Es ist an der Zeit, dass die Utopie in die Politik zurückkehrt. Nicht als Entwurf eines geschlossenes Systems, sondern pluralistisch, prozesshaft, offen als kritisches Korrektiv (Saage 1991; Saage 2006), als Angebot von Alternativen. Sie kann uns als Lotse und Kompass dienen, um den Weg zu einer besseren Gesellschaft zu finden. Um unserem Fortschritt eine Richtung zu geben.
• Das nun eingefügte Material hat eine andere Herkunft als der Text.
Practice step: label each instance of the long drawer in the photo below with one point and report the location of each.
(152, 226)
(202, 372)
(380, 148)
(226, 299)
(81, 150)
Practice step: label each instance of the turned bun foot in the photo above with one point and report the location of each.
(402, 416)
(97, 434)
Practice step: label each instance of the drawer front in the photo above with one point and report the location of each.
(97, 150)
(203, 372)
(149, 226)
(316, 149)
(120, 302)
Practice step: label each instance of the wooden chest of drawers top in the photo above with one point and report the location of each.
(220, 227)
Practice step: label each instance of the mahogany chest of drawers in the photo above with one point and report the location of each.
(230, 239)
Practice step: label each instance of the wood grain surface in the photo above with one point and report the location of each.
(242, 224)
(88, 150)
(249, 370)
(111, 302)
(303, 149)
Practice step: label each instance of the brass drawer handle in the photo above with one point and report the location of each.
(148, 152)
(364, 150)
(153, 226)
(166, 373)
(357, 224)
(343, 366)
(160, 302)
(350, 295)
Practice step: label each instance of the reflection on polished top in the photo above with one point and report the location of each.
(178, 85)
Der Mangel an Fantasie und Kreativität in der Politik fü hrt nicht nur zu einer Politikverdrossenheit in der Bevölkerung, sondern auch zu einer gefährlichen Unbeweglichkeit im politischen Denken und Handeln, welche neue gesellschaftliche Herausforderungen und die aktuell sehr präsenten unterschiedlichen Begehren in der Gesellschaft nach Veränderung, nach einer Alternative zu dem, was ist und was schon lange nur noch eine Fortsetzung eines einmal eingesetzten status quo darstellt, nur schlecht bewältigen und auffangen kann. Dadurch werden Ressentimentbildungen bestärkt, die aktuell vor allem von nationalistischen Gruppierungen sehr effektiv ausgenutzt werden. Eine vielfältige, offene und vor allem dynamische Gesellschaft, die sich auf neue Herausforderungen einstellen kann, ist hingegen nur da möglich, wo der status quo immer wieder in Frage gestellt, diskutiert, durch die Präsentation von Alternativen verunsichert wird. Das aber ließe uns in der Forderung gipfeln: Wer Visionen hat, soll in die Politik gehen – und aufbegehren gegen die Proklamation der Alternativlosigkeit.

| Ina-Maria Maahs

Literatur:

Fest, Joachim: Der zerstörte Traum. Vom Ende des utopischen Zeitalters, Berlin, 1991. Saage, Richard: Politische Utopien der Neuzeit, Darmstadt, 1991. Saage, Richard: Politische Profile. Widersprüche und Synthesen des 20. Jahrhunderts, Berlin, 2006.